Grande parte dos pacientes foi ao hospital mais próximo com queixas semelhantes de sintomas como: febre irregular, prolongada; anemia; indisposição; palidez da pele e/ou das mucosas; falta de apetite; perda de peso; inchaço do abdômen devido ao aumento do fígado e do baço. Uma criança de 10 anos apresentou sintomas graves da doença, tendo vários órgãos internos acometidos, principalmente o fígado, o baço e a medula óssea, os sintomas duraram por oito meses.
Os médicos não sabiam do histórico dos pacientes e também não conheciam a realidade do distrito de Monte Dourado. Após investigação, foi diagnosticado que o vilarejo passava por um grave problema de superpopulação de cachorros. Os animais viviam pelas ruas do vilarejo e atraíam uma mosca popularmente conhecida como mosquito palha.
A possibilidade de transmissão hídrica por meio do sistema de distribuição de água local foi descartada, já que o sistema é inacessível aos cachorros. Os indivíduos doentes foram tratados nos serviços de saúde do município mais próximo.

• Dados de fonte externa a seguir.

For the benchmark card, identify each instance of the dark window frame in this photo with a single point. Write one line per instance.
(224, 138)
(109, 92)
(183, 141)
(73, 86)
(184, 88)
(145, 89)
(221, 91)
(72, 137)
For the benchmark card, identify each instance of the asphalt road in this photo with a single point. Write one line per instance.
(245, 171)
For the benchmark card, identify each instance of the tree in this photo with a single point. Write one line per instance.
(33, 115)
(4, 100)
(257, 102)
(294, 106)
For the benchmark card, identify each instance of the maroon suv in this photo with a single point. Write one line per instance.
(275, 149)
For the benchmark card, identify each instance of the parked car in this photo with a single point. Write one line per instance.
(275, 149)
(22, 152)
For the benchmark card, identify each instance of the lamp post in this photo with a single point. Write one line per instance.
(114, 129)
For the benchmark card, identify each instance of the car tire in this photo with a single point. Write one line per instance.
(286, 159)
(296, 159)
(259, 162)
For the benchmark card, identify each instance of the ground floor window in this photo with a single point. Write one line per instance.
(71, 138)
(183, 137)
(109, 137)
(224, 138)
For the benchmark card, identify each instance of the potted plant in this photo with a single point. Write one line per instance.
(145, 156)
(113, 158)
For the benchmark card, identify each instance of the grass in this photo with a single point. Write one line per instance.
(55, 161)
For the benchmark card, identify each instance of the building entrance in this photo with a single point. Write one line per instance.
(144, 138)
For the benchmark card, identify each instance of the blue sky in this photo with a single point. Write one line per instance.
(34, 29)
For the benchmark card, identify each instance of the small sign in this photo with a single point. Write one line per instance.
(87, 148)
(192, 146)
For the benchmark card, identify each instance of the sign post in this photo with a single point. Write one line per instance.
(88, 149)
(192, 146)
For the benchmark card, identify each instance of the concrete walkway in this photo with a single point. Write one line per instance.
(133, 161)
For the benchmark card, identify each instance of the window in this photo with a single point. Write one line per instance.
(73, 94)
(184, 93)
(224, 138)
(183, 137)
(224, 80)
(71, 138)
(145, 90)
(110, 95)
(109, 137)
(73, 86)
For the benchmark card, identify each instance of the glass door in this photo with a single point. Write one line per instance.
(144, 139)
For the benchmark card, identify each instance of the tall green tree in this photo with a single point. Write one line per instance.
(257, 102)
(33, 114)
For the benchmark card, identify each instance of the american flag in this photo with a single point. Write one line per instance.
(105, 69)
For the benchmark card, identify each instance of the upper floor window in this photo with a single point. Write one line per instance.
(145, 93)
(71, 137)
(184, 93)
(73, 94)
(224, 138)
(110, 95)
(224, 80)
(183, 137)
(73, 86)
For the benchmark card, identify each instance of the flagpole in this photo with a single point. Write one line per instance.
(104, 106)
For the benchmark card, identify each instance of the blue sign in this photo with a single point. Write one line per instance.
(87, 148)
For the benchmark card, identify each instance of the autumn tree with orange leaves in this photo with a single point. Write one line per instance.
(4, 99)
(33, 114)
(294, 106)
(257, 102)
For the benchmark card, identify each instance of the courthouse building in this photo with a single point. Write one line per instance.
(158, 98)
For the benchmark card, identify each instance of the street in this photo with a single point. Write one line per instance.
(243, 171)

As autoridades sanitárias locais foram orientadas a implementar medidas de controle dos cachorros errantes, visando prevenir novos casos ou surtos.”
Para a análise dos relatos de caso, cada grupo foi direcionado para uma sala de aula virtual, onde o professor circulava entre essas salas para fazer o papel de tutor, encaminhando o estudo e as pesquisas. O resultado final foi positivo, o envolvimento dos alunos foi superior ao esperado, podendo-se observar a empolgação entre os colegas discutindo se já haviam desvendado o diagnóstico médico.
Felizmente, o final do projeto coincidiu com o retorno parcial das aulas, o que proporcionou aos alunos que estavam no sistema presencial fazer a apresentação dos seus estudos de caso, mostrando aos colegas qual o diagnóstico, quais os sintomas e como tratar a doença. Após as pesquisas e apresentações, finalizei o assunto protozooses com uma sequência de aulas explicativas, que visivelmente teve um maior envolvimento por parte dos alunos que já estavam envolvidos com os novos termos e se sentiam conhecedores do novo conteúdo.
Ao fim do projeto, o principal objetivo dos estudos de caso foi criar ferramentas e condições adequadas para formar estudantes críticos, reflexivos, éticos e humanizados, capazes de trabalhar de forma colaborativa e com sentido de responsabilidade social. Com criatividade, empenho e utilizando novas metodologias de ensino, como a ABE, somos capazes de trazer novamente o aluno para o centro da sala de aula, tornando-o protagonista na construção do seu conhecimento.